La parenthèse enchantée est refermée, David Mazon a évolué, a même mûri : condescendant envers ces ruraux aux abords frustres et rustres, il en vient à les apprécier au point de renoncer à l’écriture de sa thèse , à quitter sa petite amie pour vivre, en vrai, grandeur nature, la vie rural, le retour à la terre avec Lucie, une jeune agricultrice « bio », dont il est tombé amoureux

La Roue tourne, tourne, inlassablement, elle recycle les âmes, les fait voyager dans le temps, les sexes, les espèces, les différents états de la matière.
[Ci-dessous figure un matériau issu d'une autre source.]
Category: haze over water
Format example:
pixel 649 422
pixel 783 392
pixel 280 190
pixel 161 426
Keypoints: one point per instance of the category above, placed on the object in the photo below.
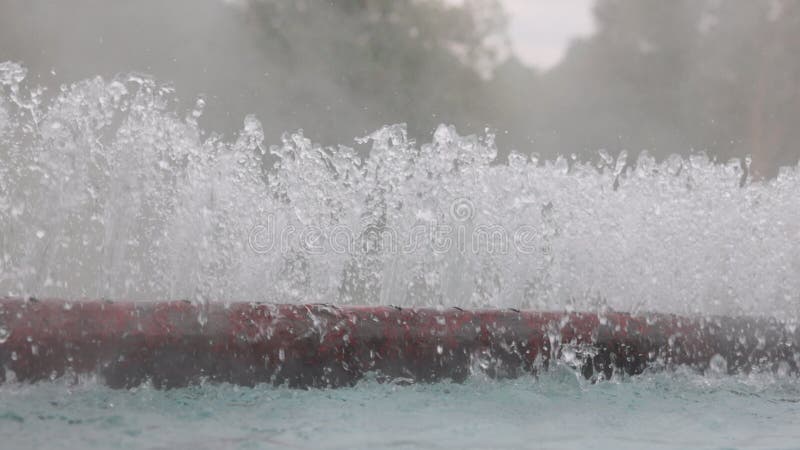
pixel 111 189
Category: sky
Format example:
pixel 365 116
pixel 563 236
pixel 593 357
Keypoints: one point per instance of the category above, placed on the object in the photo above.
pixel 540 30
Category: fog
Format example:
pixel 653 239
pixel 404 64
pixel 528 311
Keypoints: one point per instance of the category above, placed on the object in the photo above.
pixel 666 77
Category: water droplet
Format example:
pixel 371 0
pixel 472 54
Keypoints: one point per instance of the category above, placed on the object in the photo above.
pixel 718 365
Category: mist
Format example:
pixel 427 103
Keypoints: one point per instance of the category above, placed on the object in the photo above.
pixel 663 77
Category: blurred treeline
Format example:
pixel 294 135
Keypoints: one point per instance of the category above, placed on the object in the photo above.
pixel 722 76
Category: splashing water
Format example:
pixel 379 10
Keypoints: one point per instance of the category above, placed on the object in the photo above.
pixel 108 190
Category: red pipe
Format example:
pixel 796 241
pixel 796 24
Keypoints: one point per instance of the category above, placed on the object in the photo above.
pixel 178 343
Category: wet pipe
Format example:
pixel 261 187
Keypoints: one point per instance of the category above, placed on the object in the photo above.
pixel 176 343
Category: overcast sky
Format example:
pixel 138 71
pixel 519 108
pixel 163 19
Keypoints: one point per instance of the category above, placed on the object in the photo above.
pixel 541 29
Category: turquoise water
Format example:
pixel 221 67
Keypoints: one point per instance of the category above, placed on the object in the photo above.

Car nous avons tous été une multitude de choses ou d’êtres, ballottés au gré des rondes de la Roue.

La Pierre Saint-Christophe est un microcosme dans lequel les personnages ont tous eu une route commune le temps d’une ou mille et une vies.

 

« Le banquet annuel de la Confrérie des Fossoyeurs » n’est pas un roman mais des romans tissés les uns avec les autres, au rythme des chansons, intermèdes contés, séparant les récits principaux.

J’ai aimé me plonger dans l’entrelac des histoires, des souffrances pesant sur plusieurs générations, des fragments de la vie des personnages dispersés au fil du roman que le lecteur prend plaisir à rassembler.

J’ai aimé cette ode à la Vie malgré la Mort qui rôde et profite de la moindre inattention pour s’en emparer afin de redonner la vie. Sous cet angle, la mort est une péripétie au cours de la vie, sans en devenir joyeuse, elle devient familière.

J’ai aimé les descriptions du terroir des Deux-Sèvres permettant de poser les questions auxquelles est confronté notre société : sauver ce qui peut l’être ou continuer aveuglément à foncer droit dans le mur.

J’ai aimé la fin heureuse, qui peut agacer parce que trop idéalisée, quoique pas tant que cela, montrant qu’un retour à la campagne peut ouvrir sur une multitude de possibles.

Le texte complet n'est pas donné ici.